Sent from my ADR6400L using Tapatalk 2


----------



## dman66 (Feb 20, 2011)

Install a 2 1/2" or 3" intake snorkle and jet up one to two sizes on mains.Thousands of post on this site that cover this.I think it's reported that the 2" snorks kill the upper WOT range starving for air.I had 2" intake - riped it and installed a 3" intake.I could never tune the bike correctly with the 2" intake.


----------



## Winnipeg-Roy (Mar 3, 2012)

dman66 said:


> Install a 2 1/2" or 3" intake snorkle and jet up one to two sizes on mains.Thousands of post on this site that cover this.I think it's reported that the 2" snorks kill the upper WOT range starving for air.I had 2" intake - riped it and installed a 3" intake.I could never tune the bike correctly with the 2" intake.

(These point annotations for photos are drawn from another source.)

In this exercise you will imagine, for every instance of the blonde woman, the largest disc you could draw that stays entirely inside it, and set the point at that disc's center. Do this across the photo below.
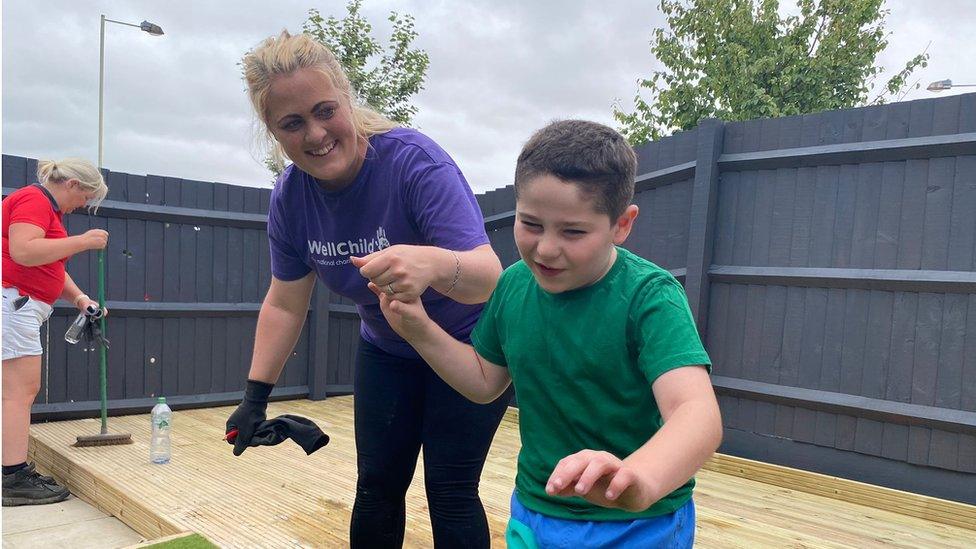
(35, 248)
(366, 203)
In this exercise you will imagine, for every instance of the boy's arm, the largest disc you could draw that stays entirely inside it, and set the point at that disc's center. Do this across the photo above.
(457, 363)
(691, 432)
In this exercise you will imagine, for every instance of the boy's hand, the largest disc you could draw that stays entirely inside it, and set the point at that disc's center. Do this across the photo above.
(403, 271)
(602, 479)
(409, 319)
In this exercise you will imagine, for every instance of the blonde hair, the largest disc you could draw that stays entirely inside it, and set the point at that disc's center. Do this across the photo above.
(287, 53)
(56, 172)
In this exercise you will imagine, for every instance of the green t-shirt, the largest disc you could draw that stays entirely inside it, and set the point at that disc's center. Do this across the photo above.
(582, 363)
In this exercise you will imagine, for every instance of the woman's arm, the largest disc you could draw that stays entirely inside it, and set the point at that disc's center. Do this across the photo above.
(466, 277)
(280, 323)
(73, 294)
(457, 363)
(29, 248)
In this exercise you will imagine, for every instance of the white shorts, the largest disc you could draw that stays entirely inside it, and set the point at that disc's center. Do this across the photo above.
(22, 328)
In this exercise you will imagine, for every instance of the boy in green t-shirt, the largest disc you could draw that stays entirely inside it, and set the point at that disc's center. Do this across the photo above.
(616, 409)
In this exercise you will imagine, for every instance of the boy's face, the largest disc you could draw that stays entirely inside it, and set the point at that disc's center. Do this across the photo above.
(562, 238)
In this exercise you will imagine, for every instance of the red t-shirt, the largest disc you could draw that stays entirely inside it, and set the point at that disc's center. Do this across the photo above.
(34, 205)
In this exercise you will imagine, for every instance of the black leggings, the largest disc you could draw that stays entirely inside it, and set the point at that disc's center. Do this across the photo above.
(400, 405)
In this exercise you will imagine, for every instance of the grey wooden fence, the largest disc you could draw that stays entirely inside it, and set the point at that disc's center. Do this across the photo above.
(829, 260)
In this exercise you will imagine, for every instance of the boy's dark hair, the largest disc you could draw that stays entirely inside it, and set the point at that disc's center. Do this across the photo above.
(594, 157)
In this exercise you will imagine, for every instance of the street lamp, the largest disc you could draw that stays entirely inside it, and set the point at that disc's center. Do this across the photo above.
(154, 30)
(940, 85)
(145, 26)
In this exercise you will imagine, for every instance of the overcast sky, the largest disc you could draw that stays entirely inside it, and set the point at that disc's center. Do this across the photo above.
(499, 69)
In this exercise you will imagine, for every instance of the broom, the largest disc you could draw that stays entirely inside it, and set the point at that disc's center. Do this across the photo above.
(104, 438)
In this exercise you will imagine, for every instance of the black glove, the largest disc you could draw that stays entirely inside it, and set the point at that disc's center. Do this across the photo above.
(248, 415)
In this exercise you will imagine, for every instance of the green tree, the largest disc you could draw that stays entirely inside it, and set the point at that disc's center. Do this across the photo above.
(385, 78)
(740, 59)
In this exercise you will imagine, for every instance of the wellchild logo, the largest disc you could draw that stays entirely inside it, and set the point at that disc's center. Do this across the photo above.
(337, 253)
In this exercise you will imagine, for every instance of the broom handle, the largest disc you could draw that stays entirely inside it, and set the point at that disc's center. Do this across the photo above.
(102, 361)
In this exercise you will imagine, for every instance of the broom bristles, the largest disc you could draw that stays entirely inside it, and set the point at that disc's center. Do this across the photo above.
(103, 440)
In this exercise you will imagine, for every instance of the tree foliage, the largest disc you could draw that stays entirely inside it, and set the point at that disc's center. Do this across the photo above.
(741, 59)
(384, 78)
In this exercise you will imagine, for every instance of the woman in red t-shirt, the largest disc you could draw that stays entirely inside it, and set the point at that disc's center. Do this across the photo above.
(35, 248)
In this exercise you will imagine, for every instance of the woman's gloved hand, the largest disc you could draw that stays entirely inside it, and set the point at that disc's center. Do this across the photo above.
(242, 424)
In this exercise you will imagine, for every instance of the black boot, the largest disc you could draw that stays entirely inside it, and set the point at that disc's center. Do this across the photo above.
(28, 487)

I have givin this some thought and may try it out


----------



## rolaj4me (Dec 29, 2011)

i run a similar setup with 140f and 142 rear 40 mains, stock needles with shims 2.25 turns open on air fuel screws runs to beat heck..


----------



## Nate_1503 (Jan 17, 2012)

after talking to some performance engine builders it all depends on your motor on the 2" 2.5" OR 3" SNORKS... for my p650 a 2" does amazing... no problems jetted down 2 sizes to a 132 in front and a 138 in rear and its pretty much right on... got to do some fine tuning but got to pull my tank and clean it out found a little water in there but seems pretty dead on w/ that set up


----------



## yama450yfz (Apr 17, 2012)

Nate_1503 said:


> after talking to some performance engine builders it all depends on your motor on the 2" 2.5" OR 3" SNORKS... for my p650 a 2" does amazing... no problems jetted down 2 sizes to a 132 in front and a 138 in rear and its pretty much right on... got to do some fine tuning but got to pull my tank and clean it out found a little water in there but seems pretty dead on w/ that set up


May be dead on but any time you jet down you are losing power.. unless you were rich to begin with.


----------



## NMFP (Mar 12, 2012)

rolaj4me said:


> i run a similar setup with 140f and 142 rear 40 mains, stock needles with shims 2.25 turns open on air fuel screws runs to beat heck..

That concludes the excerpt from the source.